Henry Hyde Champion (22 January 1859 – 30 April 1928) was a socialist journalist and activist, regarded as one of the leading spirits behind the formation of the Independent Labour Party. Up to 1893, he lived and worked in Great Britain, moving after that date to Australia.
Champion was born in Poona, India on 22 January 1859, the son of Major-General James Hyde Champion, and his wife Henrietta Susan, née Urquhart, of aristocratic Scottish descent.
Henry was sent to England at four years of age to attend a day school and from 13 was educated at Marlborough College, later he attended the Royal Military Academy, Woolwich. He entered the army and fought with the artillery in the Afghan War of 1879. There he caught typhoid and was sent back to England.
A radical friend showed Champion the London East End slums; his friend also accompanied Champion to the United States where Champion was influenced by the writings of Henry George.

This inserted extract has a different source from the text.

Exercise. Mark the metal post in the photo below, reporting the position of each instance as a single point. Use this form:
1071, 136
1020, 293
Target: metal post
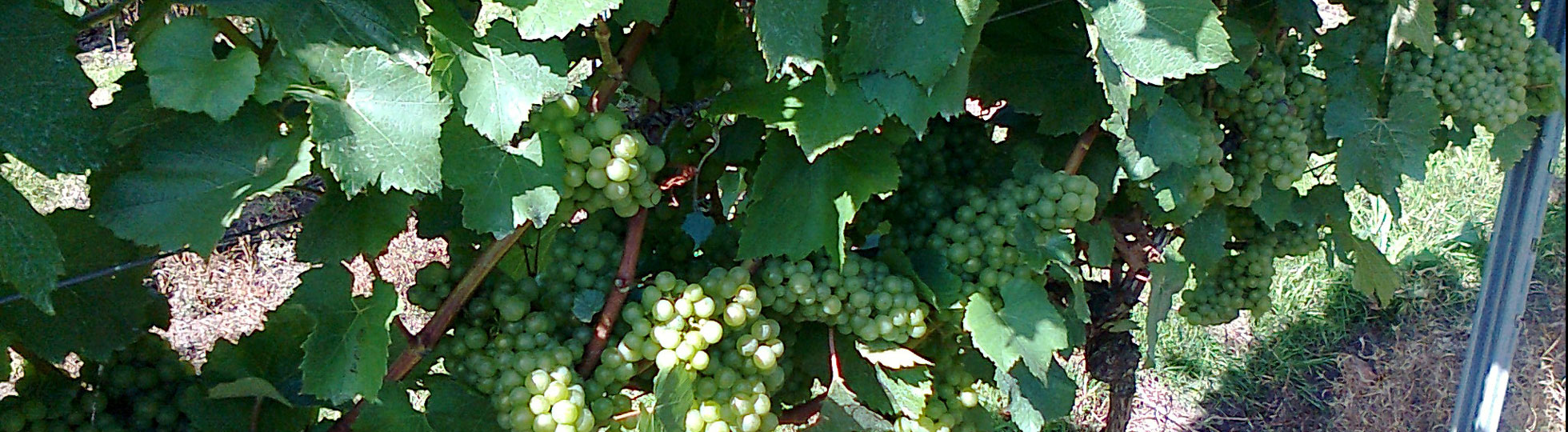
1510, 260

Champion resigned his army commission 17 September 1882 in disgust over conduct of the Egyptian War of that year and joined the socialist movement. He became assistant secretary of the Social Democratic Federation (SDF) and wrote for the socialist paper, Justice. In 1886 with John Burns, Henry Hyndman and Jack Williams he was indicted for seditious conspiracy in connexion with the Trafalgar Square riots, after conducting his own defence he was acquitted.